The cards and photos in this post are a little un-seasonal. March 1924 was famously very dry in New York, with very little early spring rain or snow, and the east coast down to Cheasapeake Bay was “warmer than normal” (Climatological Data for the United States by Sections, March 1924). Despite this and the city’s urban heat-island effect, early in March there would not have been the sort of spring/summer verdancy seen in these churchyard pictures. We might instead imagine a few hints of the very earliest new leaves on the trees, a sparse first flush of new grass after winter, and perhaps a few early un-opened daffodils.

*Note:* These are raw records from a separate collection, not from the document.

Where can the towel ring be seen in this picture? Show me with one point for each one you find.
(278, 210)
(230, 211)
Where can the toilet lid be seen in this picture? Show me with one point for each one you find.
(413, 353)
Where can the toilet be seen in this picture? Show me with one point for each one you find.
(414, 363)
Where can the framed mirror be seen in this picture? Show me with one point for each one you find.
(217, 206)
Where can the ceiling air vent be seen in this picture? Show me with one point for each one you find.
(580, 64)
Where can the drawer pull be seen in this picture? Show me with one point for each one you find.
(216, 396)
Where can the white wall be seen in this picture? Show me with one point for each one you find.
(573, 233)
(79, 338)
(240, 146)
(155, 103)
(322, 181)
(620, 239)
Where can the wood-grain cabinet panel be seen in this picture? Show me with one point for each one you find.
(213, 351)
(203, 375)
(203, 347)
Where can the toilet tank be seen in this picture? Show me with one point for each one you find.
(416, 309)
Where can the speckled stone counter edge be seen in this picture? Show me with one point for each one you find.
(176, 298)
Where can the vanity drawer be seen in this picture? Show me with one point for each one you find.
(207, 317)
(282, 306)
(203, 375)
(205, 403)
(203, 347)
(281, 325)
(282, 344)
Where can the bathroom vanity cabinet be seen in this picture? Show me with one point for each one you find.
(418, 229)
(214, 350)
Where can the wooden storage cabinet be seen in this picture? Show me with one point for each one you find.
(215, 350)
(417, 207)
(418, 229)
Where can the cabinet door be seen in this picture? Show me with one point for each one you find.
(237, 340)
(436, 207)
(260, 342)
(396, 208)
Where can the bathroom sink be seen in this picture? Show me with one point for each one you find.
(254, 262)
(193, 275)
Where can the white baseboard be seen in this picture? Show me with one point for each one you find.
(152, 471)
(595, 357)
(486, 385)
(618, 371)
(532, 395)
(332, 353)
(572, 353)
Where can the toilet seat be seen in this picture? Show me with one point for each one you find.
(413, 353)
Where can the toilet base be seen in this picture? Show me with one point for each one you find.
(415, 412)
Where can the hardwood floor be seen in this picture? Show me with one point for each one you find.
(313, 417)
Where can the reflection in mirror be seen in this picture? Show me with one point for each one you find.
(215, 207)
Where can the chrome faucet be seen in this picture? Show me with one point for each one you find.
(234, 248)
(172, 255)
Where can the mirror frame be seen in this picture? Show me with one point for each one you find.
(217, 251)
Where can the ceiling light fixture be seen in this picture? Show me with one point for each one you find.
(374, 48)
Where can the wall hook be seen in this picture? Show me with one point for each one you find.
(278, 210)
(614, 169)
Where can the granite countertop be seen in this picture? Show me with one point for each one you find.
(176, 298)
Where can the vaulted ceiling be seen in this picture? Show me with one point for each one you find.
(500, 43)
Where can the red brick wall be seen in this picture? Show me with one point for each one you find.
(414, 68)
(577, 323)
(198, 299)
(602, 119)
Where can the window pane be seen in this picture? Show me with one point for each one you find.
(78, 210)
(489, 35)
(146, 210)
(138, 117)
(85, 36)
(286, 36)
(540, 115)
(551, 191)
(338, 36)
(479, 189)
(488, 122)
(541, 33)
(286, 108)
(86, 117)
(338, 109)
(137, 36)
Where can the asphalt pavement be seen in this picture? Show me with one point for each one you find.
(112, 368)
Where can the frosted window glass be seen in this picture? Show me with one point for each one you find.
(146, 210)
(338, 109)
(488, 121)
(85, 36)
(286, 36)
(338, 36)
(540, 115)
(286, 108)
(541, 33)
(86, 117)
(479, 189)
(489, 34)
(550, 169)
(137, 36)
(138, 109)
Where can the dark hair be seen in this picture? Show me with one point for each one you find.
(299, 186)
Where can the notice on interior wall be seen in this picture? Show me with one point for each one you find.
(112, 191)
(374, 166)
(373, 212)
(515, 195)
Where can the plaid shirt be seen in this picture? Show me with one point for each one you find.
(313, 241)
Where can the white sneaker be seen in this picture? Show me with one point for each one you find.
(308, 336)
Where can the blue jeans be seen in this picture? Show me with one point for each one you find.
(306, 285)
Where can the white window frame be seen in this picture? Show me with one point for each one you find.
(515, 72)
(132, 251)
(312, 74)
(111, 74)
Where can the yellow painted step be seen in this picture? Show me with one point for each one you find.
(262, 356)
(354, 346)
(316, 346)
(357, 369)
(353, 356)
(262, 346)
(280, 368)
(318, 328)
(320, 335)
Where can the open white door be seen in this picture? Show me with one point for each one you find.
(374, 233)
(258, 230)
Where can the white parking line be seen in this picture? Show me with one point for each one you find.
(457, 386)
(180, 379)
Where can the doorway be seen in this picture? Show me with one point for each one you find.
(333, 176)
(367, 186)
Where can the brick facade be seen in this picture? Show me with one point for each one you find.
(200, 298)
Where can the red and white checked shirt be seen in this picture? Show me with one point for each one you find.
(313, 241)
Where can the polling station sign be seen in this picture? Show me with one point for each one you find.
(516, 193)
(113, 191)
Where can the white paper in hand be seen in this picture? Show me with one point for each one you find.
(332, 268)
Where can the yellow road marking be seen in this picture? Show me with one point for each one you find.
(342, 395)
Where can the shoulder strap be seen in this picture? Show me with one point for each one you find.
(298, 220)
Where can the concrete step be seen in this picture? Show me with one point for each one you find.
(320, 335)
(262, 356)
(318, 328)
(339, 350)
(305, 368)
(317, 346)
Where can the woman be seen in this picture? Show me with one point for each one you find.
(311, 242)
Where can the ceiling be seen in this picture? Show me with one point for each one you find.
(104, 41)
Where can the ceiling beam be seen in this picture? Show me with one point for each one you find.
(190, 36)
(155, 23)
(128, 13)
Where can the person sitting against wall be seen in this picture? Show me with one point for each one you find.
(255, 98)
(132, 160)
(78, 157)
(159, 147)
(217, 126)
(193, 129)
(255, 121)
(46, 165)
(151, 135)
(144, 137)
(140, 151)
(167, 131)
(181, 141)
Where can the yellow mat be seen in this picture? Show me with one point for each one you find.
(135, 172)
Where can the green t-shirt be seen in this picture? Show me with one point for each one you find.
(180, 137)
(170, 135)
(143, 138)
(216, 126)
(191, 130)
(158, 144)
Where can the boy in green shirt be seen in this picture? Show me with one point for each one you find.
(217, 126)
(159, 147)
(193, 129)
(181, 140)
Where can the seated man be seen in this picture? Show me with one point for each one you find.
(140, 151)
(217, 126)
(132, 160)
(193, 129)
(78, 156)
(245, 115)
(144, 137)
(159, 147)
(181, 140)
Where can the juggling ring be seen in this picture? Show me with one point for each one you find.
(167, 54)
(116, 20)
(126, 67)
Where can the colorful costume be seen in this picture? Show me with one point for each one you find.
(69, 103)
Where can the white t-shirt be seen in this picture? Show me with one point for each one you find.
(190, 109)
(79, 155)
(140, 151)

We beat it to the Brooklyn borough hall, and got the [marriage licence] papers with all the coolness and savoir faire of old campaigners [… then ] Eager to put Colonial architecture to all of its possible uses … on Monday, March the Third, [I] seized by the hair of the head the President of the United — S. H. G. — and dragged her to Saint Paul’s Chapel, … where after considerable assorted genuflection, and with the aid of the honest curate, Father George Benson Cox, and of two less betitled ecclesiastical hangers-on [i.e. witnesses], I succeeded in affixing to her series of patronymics the not unpretentious one of Lovecraft.

Here we see the altar, albeit some decades later in time.

There were no friends or relations present…

Having brought no retinue of our own, we avail’d ourselves of the ecclesiastical force for purposes of witnessing — a force represented in this performance by one Joseph Gorman and one Joseph G. Armstrong, who I’ll bet is the old boy’s grandson although I didn’t ask him. With actors thus arrang’ d, the show went off without a hitch. Outside, the antient burying ground and the graceful Wren [designed] steeple; within, the glittering cross and traditional vestments of the priest — colourful legacies of OLD ENGLAND’S gentle legendry and ceremonial expression. The full service was read; and in the aesthetically histrionick spirit of one to whom elder custom, however intellectually empty, is sacred, I went through the various motions with a stately assurance which had the stamp of antiquarian appreciation if not of pious sanctity. Your Grandma, needless to say, did the same — and with an additional grace.

Of course, Lovecraftians now think of it as ‘a doomed marriage’. But perhaps it was not necessarily so. Had Sonia’s ill-advised independent NYC hat-shop been a success (and with the push of ‘the roaring 1920s’ economy behind it), and had her health then not have failed so badly, things might have turned out differently.